If you use a software like Quickbooks Desktop that maintains your books in addition to running payroll, you can skip this step. But many providers don’t do that. Most of them, however, will give you the option to download the data you need from each payroll period so that you can quickly insert it into your ledger. If your provider doesn’t give you that option, you’ll need to enter the data manually.
When you make your monthly or semi-weekly payroll tax deposits
Step 4: Run your payroll tax reports before making your periodic tax payments
You’ll need to make periodic deposits toward your payroll taxes throughout the year, either every month or every two weeks.

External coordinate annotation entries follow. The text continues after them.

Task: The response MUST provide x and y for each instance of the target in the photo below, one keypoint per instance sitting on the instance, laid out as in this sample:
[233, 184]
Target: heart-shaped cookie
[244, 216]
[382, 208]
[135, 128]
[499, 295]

The exact schedule depends on the size of your business’ total tax liability. Generally speaking, you’re on a monthly schedule if you pay $50,000 or less in payroll taxes each year, and semi-weekly if you pay more than that. The IRS provides more information here. You should check with your state tax authority to learn what the deposit schedule is for your state, though most will require monthly deposits for the majority of businesses.
Regardless of the exact schedule, you’ll be thankful you did payroll reconciliation so dutifully each pay period come deposit time. Before you pay your taxes, look back at your ledger entries and add up all your employee deductions to confirm you’re paying the right amount.
When you file your quarterly tax returns
Step 5: Run your payroll tax reports before making your periodic tax payments
At the end of each quarter, you’ll file Form 941 to report to the IRS how much you withheld from your employees’ paychecks that quarter to cover income taxes, Social Security, and Medicare. Once again, you’ll need to go back to the ledger. Add up all your employee deductions for the previous quarter, make sure the sum matches what you paid in deposits over that time period, and write the total on the form.
At the end of the year
Step 6: Prepare and reconcile your W-2 forms
At the end of the year, you need to prepare a W-2 form for each employee showing them their total wages and deductions for that year. You then send your W-2s to the Social Security Administration, along with a W-3 form that aggregates wages and deductions for all your employees over the past year. Think of the W-3 as the sum of all the numbers in the W-2s.
As part of this process, you need to ensure each W-2 is correct by comparing it to the previous year’s payroll data. Once again, you’ll be glad you were diligent about payroll reconciliation throughout the year. Pull up your annual payroll register summarizing all the payroll reconciliation data from the previous year for each employee, and make sure the wage and deduction amounts match what’s on each W-2 and the W-3. You should double check your work by also comparing these documents to the totals on the forms associated with each of your monthly or semi-weekly deposits.
It’s a lot to keep straight. But, to summarize, wages and deductions should match on all of the following at the end of the year:
Your W-3 form
The sum of all your employee’s W-2 forms
The sum of your periodic tax deposit forms (monthly or semi-weekly depending on the size of your total tax liability)
The sum of your quarterly 941 forms
If any of those don’t match, you’ll have a big problem. But if you’re diligent about reconciling payroll with each pay period and tax deposit, the year-end process should be a breeze.
Consistency pays off
Payroll reconciliation is complex, and encompasses several different types of deductions we didn’t cover in-depth here, such as health insurance, retirement benefits, wage garnishments, and more. You should consider contacting a professional to understand what the process looks like for your specific business.
But if you take away one thing from this article, it should be this: Keeping up with payroll reconciliation throughout the year is the best way to ensure you’re paying the correct amount in taxes. Your diligence will save you untold amounts of time, money, and stress, so take the time now to get organized. As your business grows, you can save yourself even more time by investing in software products to automate many of these processes.